Again?

As we share some highlights from the Olympics for the next few days, I want to get this “lowlight” out of the way. It’s an example of not applying our closing verse from yesterday’s blog:

For the moment all discipline seems painful rather than pleasant, but later it yields the peaceful fruit of righteousness to those who have been trained by it. (Hebrews 12.11, ESV)

Three years ago after the Tokyo Olympics I wrote that it’s not enough to be fast to win the 4 x 100 relay. You have to know how to pass the baton. It just happened again, and as a guy who knows practically nothing about track and field, I’m wondering about our process.

The US has not won a medal in this event since 2004 despite having some of the fastest men in the world. These pictures, one from 2021, and the other from last week, are nearly identical.
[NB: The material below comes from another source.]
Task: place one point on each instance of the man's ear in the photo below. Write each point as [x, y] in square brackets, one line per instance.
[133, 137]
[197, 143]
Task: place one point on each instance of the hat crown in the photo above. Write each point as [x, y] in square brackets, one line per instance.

Different runners, but both, apparently, a product of a system that doesn’t work. Are we not selecting the right runners? Men who are not only fast but who can listen to instruction and learn to work together? Do we not know how to train the lead guy on when to start running?

As I opened with, it’s a failure to apply Hebrews 12.11. You would think “they” would use the disappointment (“chastisement”) of the failure in 2021 to propel them to figure it out – to develop “the peaceful fruit of righteousness” – seamlessly passing the baton. Nope.

But the US women won their 4 x 100 relay. Different coaches? Different system? We’ve got four years to figure it out. The proverbial definition of insanity is repeating the same action but expecting different results. The other applicable piece of wisdom is:

Your systems are perfectly designed to give you the results you’re getting.

Churches keep putting all their emphasis on Sunday mornings and wondering why they’re not getting the quality of disciples they say they want. Is church simply “a performance at a place with programs run by professionals,” as David Platt has written? Or are we serious about our God-given job description?

And he gave the apostles, the prophets, the evangelists, the shepherds and teachers, to equip the saints for the work of ministry, for building up the body of Christ, until we all attain to the unity of the faith and of the knowledge of the Son of God, to mature manhood, to the measure of the stature of the fullness of Christ… (Ephesians 4.11 – 13, ESV, emphasis mine)

PS I shared the ideas of this blog with Mike Oldham, friend of mine and Adminstrator (and pastor-coach) of the American Baptist Churches of the Rocky Mountains, who offered this analysis and lessons-to-be learned:

  • It’s ego: these guys care only about their own event and don’t take time to practice handing off the baton
  • Churches have the same problem:
    • The pastor who won’t retire and pass the baton to the next generation
    • The Sunday School teacher with the same death grip on her class
    • Those who run out ahead and don’t even wait for the baton to be passed
    • The good singer in the praise band who would rather stand out as a soloist than blend in

Good lessons, Mike. Thanks! And with respect to my observation about systems, Mike has a sign in his office:

You don’t perform up to your vision; rather you perform down to your systems.